Pork & Red Pepper Hash

Pork & Red Pepper Hash

Red bell pepper and scallions add crunch and color to this full-flavored hash. Steak, chicken or turkey could be substituted for the pork, if you like.

From EatingWell: EatingWell Serves Two
Yield: 2 servings, about 1 1/2 cups each
Active Time: 20 minutes
Total Time: 20 minutes

Ingredients

  1. 1 tablespoon all-purpose flour
  2. 1 boneless pork loin chop, (4 ounces), trimmed of fat and cut into 1/2-inch pieces
  3. 4 teaspoons extra-virgin olive oil, divided
  4. 1 small onion, diced
  5. 2 cups frozen diced hash brown potatoes
  6. 1 small red bell pepper, diced
  7. 1/2 teaspoon hot or sweet paprika
  8. 1/2 teaspoon garlic powder
  9. 1/2 teaspoon chopped fresh rosemary
  10. 1/2 teaspoon salt
  11. Freshly ground pepper, to taste
  12. 2 scallions, sliced
  13. 1 teaspoon cider vinegar

Preparation

  1. Sprinkle flour over pork and turn to coat both sides. Heat 2 teaspoons oil in a large nonstick skillet over medium-high heat. Spread the pork evenly in the pan and cook until lightly browned on one side, 1 to 2 minutes.
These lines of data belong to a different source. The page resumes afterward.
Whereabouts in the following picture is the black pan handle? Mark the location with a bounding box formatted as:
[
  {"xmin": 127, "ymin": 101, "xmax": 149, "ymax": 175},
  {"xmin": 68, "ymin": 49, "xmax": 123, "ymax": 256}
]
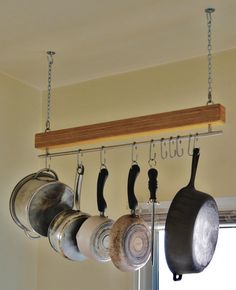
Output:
[
  {"xmin": 188, "ymin": 148, "xmax": 200, "ymax": 188},
  {"xmin": 128, "ymin": 164, "xmax": 140, "ymax": 211},
  {"xmin": 173, "ymin": 273, "xmax": 182, "ymax": 281},
  {"xmin": 74, "ymin": 164, "xmax": 84, "ymax": 210},
  {"xmin": 148, "ymin": 168, "xmax": 158, "ymax": 202},
  {"xmin": 97, "ymin": 168, "xmax": 108, "ymax": 215}
]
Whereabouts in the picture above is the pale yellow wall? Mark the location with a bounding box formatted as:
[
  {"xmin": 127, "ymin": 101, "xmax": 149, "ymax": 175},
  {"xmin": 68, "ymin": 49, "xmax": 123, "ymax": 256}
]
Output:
[
  {"xmin": 0, "ymin": 74, "xmax": 41, "ymax": 290},
  {"xmin": 38, "ymin": 50, "xmax": 236, "ymax": 290}
]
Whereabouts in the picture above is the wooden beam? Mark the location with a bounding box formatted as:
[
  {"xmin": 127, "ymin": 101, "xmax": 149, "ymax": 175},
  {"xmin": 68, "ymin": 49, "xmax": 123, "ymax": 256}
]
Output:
[{"xmin": 35, "ymin": 104, "xmax": 225, "ymax": 149}]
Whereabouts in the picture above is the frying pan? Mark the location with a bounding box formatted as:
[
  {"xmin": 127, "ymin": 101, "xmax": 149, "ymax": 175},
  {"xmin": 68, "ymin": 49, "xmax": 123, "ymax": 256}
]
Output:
[
  {"xmin": 76, "ymin": 168, "xmax": 114, "ymax": 262},
  {"xmin": 110, "ymin": 164, "xmax": 151, "ymax": 271},
  {"xmin": 48, "ymin": 164, "xmax": 89, "ymax": 261},
  {"xmin": 165, "ymin": 148, "xmax": 219, "ymax": 281},
  {"xmin": 9, "ymin": 168, "xmax": 74, "ymax": 238}
]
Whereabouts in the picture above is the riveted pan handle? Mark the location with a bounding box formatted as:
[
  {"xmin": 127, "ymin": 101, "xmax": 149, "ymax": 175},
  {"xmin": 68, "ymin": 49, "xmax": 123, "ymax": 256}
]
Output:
[
  {"xmin": 24, "ymin": 229, "xmax": 41, "ymax": 240},
  {"xmin": 148, "ymin": 168, "xmax": 158, "ymax": 202},
  {"xmin": 97, "ymin": 168, "xmax": 108, "ymax": 216},
  {"xmin": 34, "ymin": 168, "xmax": 58, "ymax": 181},
  {"xmin": 74, "ymin": 164, "xmax": 84, "ymax": 210},
  {"xmin": 128, "ymin": 164, "xmax": 140, "ymax": 213},
  {"xmin": 173, "ymin": 273, "xmax": 182, "ymax": 281},
  {"xmin": 187, "ymin": 148, "xmax": 200, "ymax": 188}
]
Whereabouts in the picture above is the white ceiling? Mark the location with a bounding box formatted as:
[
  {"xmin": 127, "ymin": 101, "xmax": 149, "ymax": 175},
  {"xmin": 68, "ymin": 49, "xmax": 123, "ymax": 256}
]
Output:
[{"xmin": 0, "ymin": 0, "xmax": 236, "ymax": 89}]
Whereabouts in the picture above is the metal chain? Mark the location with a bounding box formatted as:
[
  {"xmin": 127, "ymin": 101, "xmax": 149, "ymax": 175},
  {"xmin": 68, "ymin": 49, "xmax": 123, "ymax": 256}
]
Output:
[
  {"xmin": 205, "ymin": 8, "xmax": 215, "ymax": 105},
  {"xmin": 45, "ymin": 51, "xmax": 55, "ymax": 132}
]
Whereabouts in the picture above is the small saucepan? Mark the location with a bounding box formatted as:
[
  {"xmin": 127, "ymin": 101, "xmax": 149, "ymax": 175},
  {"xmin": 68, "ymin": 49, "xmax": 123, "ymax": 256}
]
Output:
[
  {"xmin": 110, "ymin": 164, "xmax": 151, "ymax": 271},
  {"xmin": 76, "ymin": 168, "xmax": 114, "ymax": 262},
  {"xmin": 9, "ymin": 168, "xmax": 74, "ymax": 238},
  {"xmin": 165, "ymin": 148, "xmax": 219, "ymax": 281},
  {"xmin": 48, "ymin": 164, "xmax": 89, "ymax": 261}
]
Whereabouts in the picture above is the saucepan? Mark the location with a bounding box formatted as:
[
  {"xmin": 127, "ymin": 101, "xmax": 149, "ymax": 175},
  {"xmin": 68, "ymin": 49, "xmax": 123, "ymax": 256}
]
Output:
[
  {"xmin": 76, "ymin": 168, "xmax": 114, "ymax": 262},
  {"xmin": 9, "ymin": 168, "xmax": 74, "ymax": 238},
  {"xmin": 110, "ymin": 164, "xmax": 151, "ymax": 271},
  {"xmin": 48, "ymin": 164, "xmax": 89, "ymax": 261}
]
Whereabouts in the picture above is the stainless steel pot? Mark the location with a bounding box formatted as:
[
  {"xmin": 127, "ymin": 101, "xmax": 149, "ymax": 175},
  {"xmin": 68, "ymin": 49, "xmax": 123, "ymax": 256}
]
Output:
[
  {"xmin": 48, "ymin": 165, "xmax": 89, "ymax": 261},
  {"xmin": 9, "ymin": 169, "xmax": 74, "ymax": 238}
]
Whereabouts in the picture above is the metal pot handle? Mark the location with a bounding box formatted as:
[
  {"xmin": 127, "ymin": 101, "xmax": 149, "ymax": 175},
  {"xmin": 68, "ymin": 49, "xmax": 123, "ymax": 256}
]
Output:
[
  {"xmin": 24, "ymin": 229, "xmax": 41, "ymax": 240},
  {"xmin": 34, "ymin": 168, "xmax": 58, "ymax": 180}
]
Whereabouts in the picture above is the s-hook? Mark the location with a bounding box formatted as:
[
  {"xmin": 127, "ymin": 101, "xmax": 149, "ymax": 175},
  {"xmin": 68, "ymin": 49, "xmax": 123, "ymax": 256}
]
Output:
[
  {"xmin": 131, "ymin": 142, "xmax": 138, "ymax": 164},
  {"xmin": 188, "ymin": 133, "xmax": 198, "ymax": 156},
  {"xmin": 100, "ymin": 146, "xmax": 106, "ymax": 169},
  {"xmin": 169, "ymin": 136, "xmax": 177, "ymax": 158},
  {"xmin": 160, "ymin": 138, "xmax": 168, "ymax": 160},
  {"xmin": 148, "ymin": 139, "xmax": 157, "ymax": 167},
  {"xmin": 175, "ymin": 135, "xmax": 184, "ymax": 157}
]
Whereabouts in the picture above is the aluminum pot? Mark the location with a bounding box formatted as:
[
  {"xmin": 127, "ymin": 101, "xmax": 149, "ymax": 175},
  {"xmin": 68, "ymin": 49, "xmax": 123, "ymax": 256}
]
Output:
[
  {"xmin": 76, "ymin": 168, "xmax": 114, "ymax": 262},
  {"xmin": 9, "ymin": 169, "xmax": 74, "ymax": 238},
  {"xmin": 48, "ymin": 164, "xmax": 89, "ymax": 261},
  {"xmin": 110, "ymin": 164, "xmax": 151, "ymax": 271}
]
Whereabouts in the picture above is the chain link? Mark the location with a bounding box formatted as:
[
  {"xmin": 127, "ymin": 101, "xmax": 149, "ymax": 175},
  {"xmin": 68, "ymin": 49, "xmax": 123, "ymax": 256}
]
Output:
[
  {"xmin": 45, "ymin": 51, "xmax": 55, "ymax": 132},
  {"xmin": 205, "ymin": 8, "xmax": 215, "ymax": 105}
]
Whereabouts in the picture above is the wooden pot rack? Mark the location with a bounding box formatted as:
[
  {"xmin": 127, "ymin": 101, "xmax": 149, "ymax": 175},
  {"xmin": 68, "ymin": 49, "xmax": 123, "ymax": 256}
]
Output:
[{"xmin": 35, "ymin": 104, "xmax": 225, "ymax": 150}]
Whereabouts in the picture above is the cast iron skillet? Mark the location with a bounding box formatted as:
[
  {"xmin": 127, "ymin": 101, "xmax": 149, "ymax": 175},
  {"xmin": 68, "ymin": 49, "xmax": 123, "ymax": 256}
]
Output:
[{"xmin": 165, "ymin": 148, "xmax": 219, "ymax": 281}]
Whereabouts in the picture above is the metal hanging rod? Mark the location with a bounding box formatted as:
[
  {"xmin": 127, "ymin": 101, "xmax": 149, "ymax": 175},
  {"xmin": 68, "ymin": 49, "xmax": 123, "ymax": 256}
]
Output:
[{"xmin": 38, "ymin": 130, "xmax": 223, "ymax": 159}]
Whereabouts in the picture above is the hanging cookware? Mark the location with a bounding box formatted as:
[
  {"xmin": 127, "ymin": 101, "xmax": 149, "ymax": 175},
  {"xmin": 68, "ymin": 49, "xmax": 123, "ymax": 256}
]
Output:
[
  {"xmin": 76, "ymin": 168, "xmax": 114, "ymax": 262},
  {"xmin": 9, "ymin": 168, "xmax": 74, "ymax": 238},
  {"xmin": 110, "ymin": 164, "xmax": 151, "ymax": 271},
  {"xmin": 48, "ymin": 164, "xmax": 89, "ymax": 261},
  {"xmin": 165, "ymin": 148, "xmax": 219, "ymax": 281},
  {"xmin": 148, "ymin": 168, "xmax": 158, "ymax": 265}
]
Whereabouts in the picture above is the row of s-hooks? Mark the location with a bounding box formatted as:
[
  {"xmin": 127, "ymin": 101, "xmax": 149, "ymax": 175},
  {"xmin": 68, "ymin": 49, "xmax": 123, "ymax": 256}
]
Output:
[{"xmin": 38, "ymin": 130, "xmax": 223, "ymax": 163}]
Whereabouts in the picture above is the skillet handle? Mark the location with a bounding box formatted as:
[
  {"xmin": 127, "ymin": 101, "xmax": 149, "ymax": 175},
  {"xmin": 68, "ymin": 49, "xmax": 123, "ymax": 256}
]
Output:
[
  {"xmin": 74, "ymin": 164, "xmax": 84, "ymax": 210},
  {"xmin": 34, "ymin": 168, "xmax": 58, "ymax": 181},
  {"xmin": 148, "ymin": 168, "xmax": 158, "ymax": 202},
  {"xmin": 128, "ymin": 164, "xmax": 140, "ymax": 213},
  {"xmin": 97, "ymin": 168, "xmax": 108, "ymax": 216},
  {"xmin": 188, "ymin": 148, "xmax": 200, "ymax": 188},
  {"xmin": 173, "ymin": 273, "xmax": 182, "ymax": 281}
]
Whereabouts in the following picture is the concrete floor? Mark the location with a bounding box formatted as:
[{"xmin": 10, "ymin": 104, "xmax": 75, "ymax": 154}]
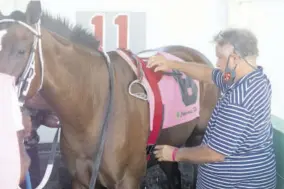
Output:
[{"xmin": 36, "ymin": 144, "xmax": 192, "ymax": 189}]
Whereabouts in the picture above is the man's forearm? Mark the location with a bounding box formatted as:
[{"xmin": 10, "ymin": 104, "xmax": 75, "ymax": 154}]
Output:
[
  {"xmin": 17, "ymin": 131, "xmax": 31, "ymax": 182},
  {"xmin": 176, "ymin": 146, "xmax": 224, "ymax": 164},
  {"xmin": 171, "ymin": 61, "xmax": 213, "ymax": 83}
]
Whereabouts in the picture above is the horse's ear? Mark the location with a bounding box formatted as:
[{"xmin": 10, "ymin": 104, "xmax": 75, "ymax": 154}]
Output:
[{"xmin": 26, "ymin": 0, "xmax": 42, "ymax": 25}]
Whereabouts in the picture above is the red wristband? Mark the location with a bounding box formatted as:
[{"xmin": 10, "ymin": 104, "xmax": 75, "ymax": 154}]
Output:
[{"xmin": 172, "ymin": 148, "xmax": 178, "ymax": 161}]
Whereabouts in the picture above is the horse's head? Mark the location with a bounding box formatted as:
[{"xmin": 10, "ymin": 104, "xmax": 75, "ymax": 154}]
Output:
[{"xmin": 0, "ymin": 1, "xmax": 43, "ymax": 103}]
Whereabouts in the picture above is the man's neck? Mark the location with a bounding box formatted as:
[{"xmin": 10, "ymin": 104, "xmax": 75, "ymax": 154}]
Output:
[{"xmin": 235, "ymin": 58, "xmax": 257, "ymax": 81}]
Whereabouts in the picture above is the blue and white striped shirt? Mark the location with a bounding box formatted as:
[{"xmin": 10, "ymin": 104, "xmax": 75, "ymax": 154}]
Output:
[{"xmin": 197, "ymin": 67, "xmax": 276, "ymax": 189}]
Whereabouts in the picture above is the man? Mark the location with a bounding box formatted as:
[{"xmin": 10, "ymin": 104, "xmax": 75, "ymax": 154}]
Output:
[
  {"xmin": 148, "ymin": 29, "xmax": 276, "ymax": 189},
  {"xmin": 0, "ymin": 73, "xmax": 30, "ymax": 188}
]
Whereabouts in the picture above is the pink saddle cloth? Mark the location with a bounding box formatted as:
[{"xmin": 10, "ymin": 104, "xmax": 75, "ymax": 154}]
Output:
[
  {"xmin": 0, "ymin": 73, "xmax": 23, "ymax": 189},
  {"xmin": 117, "ymin": 50, "xmax": 200, "ymax": 130}
]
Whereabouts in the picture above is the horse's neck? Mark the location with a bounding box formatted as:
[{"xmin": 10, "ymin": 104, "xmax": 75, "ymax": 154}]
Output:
[{"xmin": 42, "ymin": 30, "xmax": 108, "ymax": 124}]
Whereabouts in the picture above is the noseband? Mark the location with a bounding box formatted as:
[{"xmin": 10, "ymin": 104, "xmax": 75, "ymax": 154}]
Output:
[{"xmin": 0, "ymin": 19, "xmax": 44, "ymax": 106}]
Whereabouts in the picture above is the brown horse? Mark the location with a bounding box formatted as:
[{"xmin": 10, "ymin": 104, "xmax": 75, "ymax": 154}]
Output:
[{"xmin": 0, "ymin": 2, "xmax": 218, "ymax": 189}]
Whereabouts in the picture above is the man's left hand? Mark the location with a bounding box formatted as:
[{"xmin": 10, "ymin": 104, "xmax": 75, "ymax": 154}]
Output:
[{"xmin": 154, "ymin": 145, "xmax": 176, "ymax": 161}]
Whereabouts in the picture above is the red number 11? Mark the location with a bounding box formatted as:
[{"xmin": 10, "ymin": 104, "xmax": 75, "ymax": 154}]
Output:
[{"xmin": 92, "ymin": 15, "xmax": 129, "ymax": 49}]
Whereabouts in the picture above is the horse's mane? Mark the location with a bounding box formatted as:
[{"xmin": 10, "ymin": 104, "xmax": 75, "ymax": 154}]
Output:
[{"xmin": 0, "ymin": 11, "xmax": 100, "ymax": 50}]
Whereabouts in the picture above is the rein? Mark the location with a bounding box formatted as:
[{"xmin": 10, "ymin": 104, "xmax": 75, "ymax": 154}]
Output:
[{"xmin": 0, "ymin": 14, "xmax": 114, "ymax": 189}]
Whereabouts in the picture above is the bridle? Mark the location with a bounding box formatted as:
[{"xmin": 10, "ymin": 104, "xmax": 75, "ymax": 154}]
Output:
[
  {"xmin": 0, "ymin": 13, "xmax": 114, "ymax": 189},
  {"xmin": 0, "ymin": 19, "xmax": 44, "ymax": 107}
]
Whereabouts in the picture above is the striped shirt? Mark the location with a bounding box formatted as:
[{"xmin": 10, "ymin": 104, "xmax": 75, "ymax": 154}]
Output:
[{"xmin": 197, "ymin": 67, "xmax": 276, "ymax": 189}]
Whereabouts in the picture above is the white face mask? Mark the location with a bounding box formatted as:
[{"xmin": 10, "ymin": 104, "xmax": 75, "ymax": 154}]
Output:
[{"xmin": 0, "ymin": 30, "xmax": 7, "ymax": 51}]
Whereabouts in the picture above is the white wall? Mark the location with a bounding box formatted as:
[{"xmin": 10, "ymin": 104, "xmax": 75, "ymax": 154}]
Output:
[
  {"xmin": 0, "ymin": 0, "xmax": 228, "ymax": 142},
  {"xmin": 228, "ymin": 0, "xmax": 284, "ymax": 119}
]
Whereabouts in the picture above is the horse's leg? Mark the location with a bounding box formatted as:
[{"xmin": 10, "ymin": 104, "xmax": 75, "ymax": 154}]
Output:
[
  {"xmin": 185, "ymin": 126, "xmax": 205, "ymax": 189},
  {"xmin": 159, "ymin": 162, "xmax": 181, "ymax": 189}
]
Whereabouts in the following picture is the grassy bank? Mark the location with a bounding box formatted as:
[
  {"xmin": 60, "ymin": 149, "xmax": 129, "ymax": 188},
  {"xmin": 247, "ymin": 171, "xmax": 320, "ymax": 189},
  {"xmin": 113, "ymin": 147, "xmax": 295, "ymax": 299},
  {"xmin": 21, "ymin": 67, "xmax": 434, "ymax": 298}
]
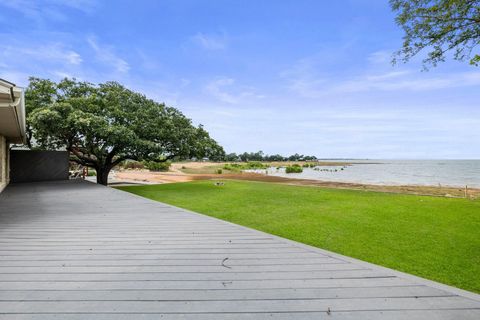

Continue cooking, stirring occasionally, until evenly browned, 1 to 2 minutes more. Transfer the pork to a plate and cover with foil to keep warm.
  2. Heat the remaining 2 teaspoons oil in the pan over medium-high heat. Add onion and cook, stirring often, until starting to brown, 1 to 3 minutes. Add potatoes, bell pepper, paprika, garlic powder, rosemary, salt and pepper. Cook, stirring frequently, until the potatoes are browned and crispy in spots, 4 to 8 minutes. Add the pork and scallions and cook, stirring often, until the pork is heated through, about 2 minutes. Stir in vinegar.

Nutrition

Nutrition Per Serving: 391 calories; 14 g fat (3 g sat, 9 g mono); 32 mg cholesterol; 49 g carbohydrates; 18 g protein; 5 g fiber; 366 mg sodium; 934 mg potassium.

Nutrition Bonus: Vitamin C (150% daily value), Vitamin A (30% dv), Potassium (27% dv).